To keep the analysis honest, we classify every claim we encounter into one of four falsifiability tiers (protocol fact, empirical claim, economic claim, narrative), and we ask the reader to demote each assertion to its true tier before believing it. The reader is also asked to keep a calibrated forecasting record, scored by the Brier score, so that scepticism itself is held to account rather than merely asserted. Epidemiologists who have followed the epidemic-forecasting literature will recognise the discipline.
What this book covers
The ten chapters map to a ten-week course, organised in four parts.
- Foundations. The consensus problem (Byzantine agreement in the permissionless setting) and the cryptographic primitives (hash functions, Merkle trees, digital signatures over elliptic curves), studied empirically in R.
- Bitcoin and Nakamoto consensus. Proof-of-work and the backbone protocol; the statistics of mining as a renewal and control system; and the security economics of attacks.
- Ethereum and programmable state.
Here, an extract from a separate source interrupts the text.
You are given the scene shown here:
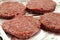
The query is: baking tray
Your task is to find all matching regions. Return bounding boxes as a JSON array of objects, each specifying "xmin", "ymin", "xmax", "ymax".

The account model and the virtual machine; decentralised finance treated as applied mathematics; and maximal extractable value as market microstructure.
- Proof-of-stake and on-chain data. Stake-based consensus, finality, and restaking risk; and the statistical analysis of on-chain data, including tokenomics, wealth concentration, and forecast calibration.
What this book does not cover
The book is not a developer manual. We do not teach Solidity programming, wallet operation, smart-contract security auditing, or the practical mechanics of trading; these are covered well elsewhere, and pointers appear in the relevant Further reading sections. Nor is the book investment advice. Where we treat markets and tokenomics we do so analytically and, the reader will find, sceptically.
Prerequisites and companion material
We assume a first graduate course in probability, comfort with groups and finite fields at the level of a good undergraduate algebra course, and R at a working level. The source-rmd/ directory accompanying the book contains the self-study curriculum and a fully runnable R companion from which much of the book’s tested code is drawn. Every computational result in the book is generated at build time from the code shown beside it, so the printed results and the code that produced them cannot drift apart.
Chapter template
Each content chapter follows the same sequence: learning objectives, orientation, the statistician’s contribution, content sections with collapsible check-your-understanding callouts, a worked example, a section on collaborating with an LLM, exercises, and further reading. The pattern repeats deliberately; by the third chapter the reader will know where to find each component. The template puts human judgement and verification at the centre of every chapter, which is where, in our view, they belong.